5. Any medical condition associated with a likely need for systemic corticosteroid
administration, e.g., reactive airways disease.

6. Prospective baseline liver biopsy showing any of the following: (see recipient
inclusion criteria #4)

- acute rejection according to the Banff global assessment criteria;

- early or late chronic rejection according to the Banff global assessment criteria

- inflammatory activity and/or fibrosis in excess of permissive criteria according
to Banff 2012 criteria;

- any other histological findings that might make participation in the trial
unsafe. Eligibility will be determined by the findings on the central biopsy
reading.

7. Rejection within the 52 weeks prior to screening.

8. Estimated glomerular filtration rate (GFR) <40 ml/min as calculated by CKD-EPI method
(to mitigate the risk of worsening renal failure should rejection occur and high level
of CNI be required).

9. The need for chronic anti-coagulation that cannot be safely discontinued for a minimum
of 1 week to safely perform a liver biopsy.

10. Pregnant females and females of childbearing age who are not using an effective method
of birth control.

11. Current drug or alcohol dependency.

12. Inability to comply with the study visit schedule and required assessments, including
frequent liver function monitoring and protocol biopsies.

13. Inability to comply with study directed treatment.

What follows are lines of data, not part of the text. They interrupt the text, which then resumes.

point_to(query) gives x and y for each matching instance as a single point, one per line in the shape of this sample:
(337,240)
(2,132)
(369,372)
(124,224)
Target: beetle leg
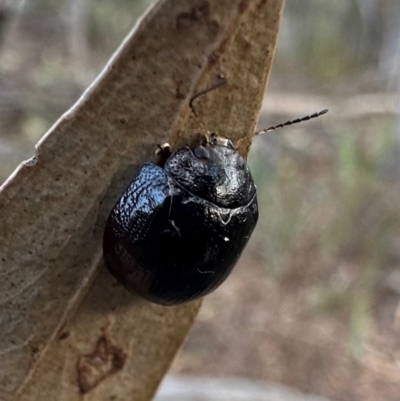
(163,152)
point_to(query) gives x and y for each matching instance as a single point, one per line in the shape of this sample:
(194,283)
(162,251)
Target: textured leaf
(68,329)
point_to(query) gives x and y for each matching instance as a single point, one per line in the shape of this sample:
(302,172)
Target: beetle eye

14. Any medical condition that in the opinion of the principal investigator would
interfere with safe completion of the trial.

15. Participation in another interventional clinical trial within the 4 weeks prior to
screening.

Living donor participants who meet any of the following criteria will not be eligible for
this study:

1. Any medical condition, such as anemia, coagulopathy, etc., that in the opinion of the
principal investigator would interfere with safe participation in the trial.